Cognitive Computing

Bildverarbeitungssoftware: die intelligenten Augen der KI-basierten Industrie

Stellen Sie sich einen Produktionsprozess vor, bei dem Fehler in Sekundenschnelle erkannt werden – viel früher und viel genauer als bislang möglich. Vor allem die Defekte, die für das menschliche Auge zu klein sind, um sie zu erfassen. Dank intelligenten Softwarealgorithmen sind solche Prozesse bereits heute möglich und werden die Zukunft der Fertigung bestimmen – ein Markt, der 2025 voraussichtlich 3,7 Billionen US-Dollar pro Jahr erreichen wird. Hersteller setzen diese Lösungen aus verschiedenen Gründen ein: Sie verbessern die Wertschöpfungskette erheblich, erhöhen die Effizienz und Effektivität und führen zu signifikanten Verbesserungen bei der Wartung und dem Service bereits gelieferter Artikel.

Hier ein paar Beispiele:

  • Die Wartung von Hochgeschwindigkeitstriebzügen ist in der Regel ein langwieriger und manueller Prozess, der anfällig für Fehler ist und Stunden dauern kann. Durch die automatisierte Dachdiagnose mit Kameratechnik (DA-MI-KA) von PSI Technics und die integrierte Bildverarbeitungssoftware MVTec HALCON lassen sich manuelle Prüfungen und Inspektionen vollständig ersetzen. Die Lösung besteht aus der Software von MVTec, einem modernen Kamerasystem und Lasersensoren. Dank durchgängiger Automatisierung wird die Dauer der Inspektion auf nur zehn Minuten verkürzt und muss nicht in der Wartungshalle durchgeführt werden.
Bildbearbeitungssoftware

© PSI Technics

  • Um die Arbeit der Astronauten auf der Internationalen Raumstation ISS zu unterstützen, entwickeln die NASA, General Motors und Oceaneering Space Systems einen humanoiden Roboter, bekannt als R2. Es basiert auf HALCON-Algorithmen von MVTec. R2 verwendet Stereobilder und ToF-Daten (Time-of-Flight), um die Position und Ausrichtung von Objekten vorherzusagen. Zu den schwierigsten Aufgaben gehört dabei das Erfassen und Manipulieren von weichen Materialien, die zur Aufnahme einer Reihe von Werkzeugen verwendet werden.

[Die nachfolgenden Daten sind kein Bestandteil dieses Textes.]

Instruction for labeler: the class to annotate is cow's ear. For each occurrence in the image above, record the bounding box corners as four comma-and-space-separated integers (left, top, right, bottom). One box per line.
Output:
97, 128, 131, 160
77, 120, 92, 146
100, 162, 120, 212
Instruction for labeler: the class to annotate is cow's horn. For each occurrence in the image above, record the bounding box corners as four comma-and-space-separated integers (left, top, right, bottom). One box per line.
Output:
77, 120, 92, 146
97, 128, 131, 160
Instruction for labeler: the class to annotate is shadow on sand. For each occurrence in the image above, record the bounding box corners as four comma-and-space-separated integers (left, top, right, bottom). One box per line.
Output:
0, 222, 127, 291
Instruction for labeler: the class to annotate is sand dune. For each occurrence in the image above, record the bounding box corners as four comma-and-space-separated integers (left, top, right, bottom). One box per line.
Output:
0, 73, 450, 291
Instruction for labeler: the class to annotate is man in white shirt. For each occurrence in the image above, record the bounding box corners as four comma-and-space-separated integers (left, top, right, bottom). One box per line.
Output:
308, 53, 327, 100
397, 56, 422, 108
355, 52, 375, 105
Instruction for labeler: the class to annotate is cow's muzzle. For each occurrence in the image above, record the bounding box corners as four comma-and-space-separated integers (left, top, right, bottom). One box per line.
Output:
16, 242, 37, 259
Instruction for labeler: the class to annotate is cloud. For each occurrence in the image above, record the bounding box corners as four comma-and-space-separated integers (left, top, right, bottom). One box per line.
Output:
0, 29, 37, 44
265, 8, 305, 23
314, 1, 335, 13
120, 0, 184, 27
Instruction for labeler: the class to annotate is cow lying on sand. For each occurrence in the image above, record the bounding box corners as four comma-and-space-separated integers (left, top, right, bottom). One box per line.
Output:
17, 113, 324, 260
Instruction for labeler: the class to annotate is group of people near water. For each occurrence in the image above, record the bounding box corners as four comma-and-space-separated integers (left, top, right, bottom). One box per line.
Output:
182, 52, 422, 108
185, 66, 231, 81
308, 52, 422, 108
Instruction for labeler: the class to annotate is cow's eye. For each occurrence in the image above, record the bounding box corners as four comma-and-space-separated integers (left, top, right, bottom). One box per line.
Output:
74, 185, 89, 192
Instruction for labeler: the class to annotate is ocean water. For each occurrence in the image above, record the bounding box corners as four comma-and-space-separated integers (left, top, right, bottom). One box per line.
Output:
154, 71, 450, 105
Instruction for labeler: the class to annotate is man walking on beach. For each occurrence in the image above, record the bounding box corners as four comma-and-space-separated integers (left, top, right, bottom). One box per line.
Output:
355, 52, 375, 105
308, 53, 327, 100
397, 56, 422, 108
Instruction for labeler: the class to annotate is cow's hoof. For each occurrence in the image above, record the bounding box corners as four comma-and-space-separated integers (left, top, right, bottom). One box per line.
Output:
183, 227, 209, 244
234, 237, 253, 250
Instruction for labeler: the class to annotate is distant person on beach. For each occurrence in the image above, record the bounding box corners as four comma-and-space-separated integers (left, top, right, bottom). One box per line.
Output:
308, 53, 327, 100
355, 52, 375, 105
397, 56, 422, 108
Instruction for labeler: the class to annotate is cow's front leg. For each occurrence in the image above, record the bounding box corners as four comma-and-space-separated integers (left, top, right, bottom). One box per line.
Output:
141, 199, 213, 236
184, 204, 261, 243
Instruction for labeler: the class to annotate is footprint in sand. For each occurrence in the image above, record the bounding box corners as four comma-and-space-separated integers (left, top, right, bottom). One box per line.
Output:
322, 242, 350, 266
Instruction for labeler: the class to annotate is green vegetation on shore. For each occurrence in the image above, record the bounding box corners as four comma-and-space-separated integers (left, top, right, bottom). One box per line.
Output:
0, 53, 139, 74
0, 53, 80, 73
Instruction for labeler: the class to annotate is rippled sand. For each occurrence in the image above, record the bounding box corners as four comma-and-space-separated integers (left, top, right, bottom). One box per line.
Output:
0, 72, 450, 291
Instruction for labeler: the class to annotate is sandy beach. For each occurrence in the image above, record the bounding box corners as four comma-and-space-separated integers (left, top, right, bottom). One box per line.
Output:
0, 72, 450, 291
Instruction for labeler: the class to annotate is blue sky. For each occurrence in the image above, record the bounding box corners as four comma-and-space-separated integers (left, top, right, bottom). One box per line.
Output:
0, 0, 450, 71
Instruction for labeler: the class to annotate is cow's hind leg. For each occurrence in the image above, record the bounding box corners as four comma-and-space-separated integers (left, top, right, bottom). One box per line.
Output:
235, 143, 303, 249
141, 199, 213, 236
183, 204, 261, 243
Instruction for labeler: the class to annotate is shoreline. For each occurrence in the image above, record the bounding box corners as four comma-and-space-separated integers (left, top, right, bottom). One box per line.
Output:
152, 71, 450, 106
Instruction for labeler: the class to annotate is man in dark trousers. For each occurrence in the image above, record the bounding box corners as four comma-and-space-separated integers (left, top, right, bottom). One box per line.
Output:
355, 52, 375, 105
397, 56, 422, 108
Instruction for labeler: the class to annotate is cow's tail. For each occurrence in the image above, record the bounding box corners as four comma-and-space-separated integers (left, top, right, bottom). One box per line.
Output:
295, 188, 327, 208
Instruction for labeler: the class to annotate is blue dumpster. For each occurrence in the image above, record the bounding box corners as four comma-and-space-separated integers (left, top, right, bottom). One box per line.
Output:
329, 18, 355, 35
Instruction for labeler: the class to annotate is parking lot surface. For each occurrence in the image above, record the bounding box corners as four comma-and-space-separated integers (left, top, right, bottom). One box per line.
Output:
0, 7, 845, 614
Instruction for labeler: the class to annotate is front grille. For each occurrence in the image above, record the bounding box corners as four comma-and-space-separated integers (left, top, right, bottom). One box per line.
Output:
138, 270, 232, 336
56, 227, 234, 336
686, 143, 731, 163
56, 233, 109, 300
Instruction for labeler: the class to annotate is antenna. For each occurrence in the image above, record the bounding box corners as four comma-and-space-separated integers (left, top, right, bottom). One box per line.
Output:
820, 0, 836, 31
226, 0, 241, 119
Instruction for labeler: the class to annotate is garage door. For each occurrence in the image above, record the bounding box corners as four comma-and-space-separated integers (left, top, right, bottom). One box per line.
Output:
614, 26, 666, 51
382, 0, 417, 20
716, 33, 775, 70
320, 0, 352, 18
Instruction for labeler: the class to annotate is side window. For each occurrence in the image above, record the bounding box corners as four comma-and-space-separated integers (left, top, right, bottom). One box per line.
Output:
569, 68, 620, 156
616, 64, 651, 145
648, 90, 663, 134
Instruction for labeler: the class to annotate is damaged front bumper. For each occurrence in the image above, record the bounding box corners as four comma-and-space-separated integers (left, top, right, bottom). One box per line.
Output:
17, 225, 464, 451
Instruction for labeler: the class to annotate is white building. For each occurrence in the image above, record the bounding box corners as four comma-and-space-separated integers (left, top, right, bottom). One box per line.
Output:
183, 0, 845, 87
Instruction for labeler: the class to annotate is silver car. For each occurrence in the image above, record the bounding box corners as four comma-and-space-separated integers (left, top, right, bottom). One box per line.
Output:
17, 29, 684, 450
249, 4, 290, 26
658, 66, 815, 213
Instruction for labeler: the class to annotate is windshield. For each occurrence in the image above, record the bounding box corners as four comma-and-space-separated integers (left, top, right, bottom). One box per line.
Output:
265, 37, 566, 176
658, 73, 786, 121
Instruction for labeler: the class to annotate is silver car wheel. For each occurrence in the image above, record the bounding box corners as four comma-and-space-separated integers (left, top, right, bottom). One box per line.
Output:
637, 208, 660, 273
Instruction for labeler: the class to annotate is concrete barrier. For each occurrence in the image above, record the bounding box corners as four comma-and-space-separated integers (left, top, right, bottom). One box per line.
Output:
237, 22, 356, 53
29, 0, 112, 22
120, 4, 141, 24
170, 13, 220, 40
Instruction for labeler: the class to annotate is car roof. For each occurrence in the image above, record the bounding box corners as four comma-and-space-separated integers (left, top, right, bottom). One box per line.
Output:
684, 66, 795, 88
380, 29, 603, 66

Bildbearbeitungssoftware-Astronaut

Bildverarbeitungssoftware in Lichtgeschwindigkeit entwickeln

Von der Lebensmittel- und Getränkeindustrie bis hin zur Elektronikindustrie: Intelligente Bildverarbeitungslösungen werden immer wichtiger für die digitale und KI-gestützte Wirtschaft. Um diese Lösungen aber vollständig nutzen zu können, braucht es mehr als Kameras und Sensoren. Die Software sowie die entsprechende Systeminfrastruktur sind mindestens genauso wichtig, wenn sie nicht sogar der Schlüssel zum reibungslosen Funktionieren der Algorithmen sind. Mit dem wachsenden Datenvolumen wachsen auch die Anforderungen an eine effiziente Speicherlösung, um aus den Daten praktisch umsetzbare Erkenntnisse gewinnen zu können.

Die Speicherinfrastruktur ist für den Entwicklungsprozess von Bildverarbeitungsalgorithmen entscheidend. Wir von der MVTec Software GmbH müssen mehr als 200 Millionen Dateien in einer heterogenen Umgebung einfach handhaben und verwalten können. Deshalb haben wir uns für die Speicherlösungen IBM Spectrum Scale und IBM Spectrum Protect im Vergleich zu anderen Angeboten entschieden. Damit schaffen wir die Basis, um innerhalb des Unternehmens eine zentralisierte, hochskalierbare und leistungsstarke Datenspeicherplattform zu entwickeln. Mit dem Einsatz einer Clusterlösung, die auf zwei Rechenzentren verteilt ist, wollen wir sicherstellen, dass unsere Entwickler beispielsweise bei der Arbeit an einem nächsten Software-Release in Echtzeit zusammenarbeiten können. IBM Spectrum Scale und IBM Spectrum Protect haben uns wirklich geholfen, die Art und Weise, wie unser Team an neuen Bildverarbeitungsalgorithmen arbeitet, zu verbessern, unsere Speicherressourcen zu kontrollieren, das Risiko von Datenverlust zu reduzieren und die Einhaltung von Vorschriften zu vereinfachen. Wir haben die Lösung mit Unterstützung von m.a.x.it, einem IBM Business Partner, implementiert.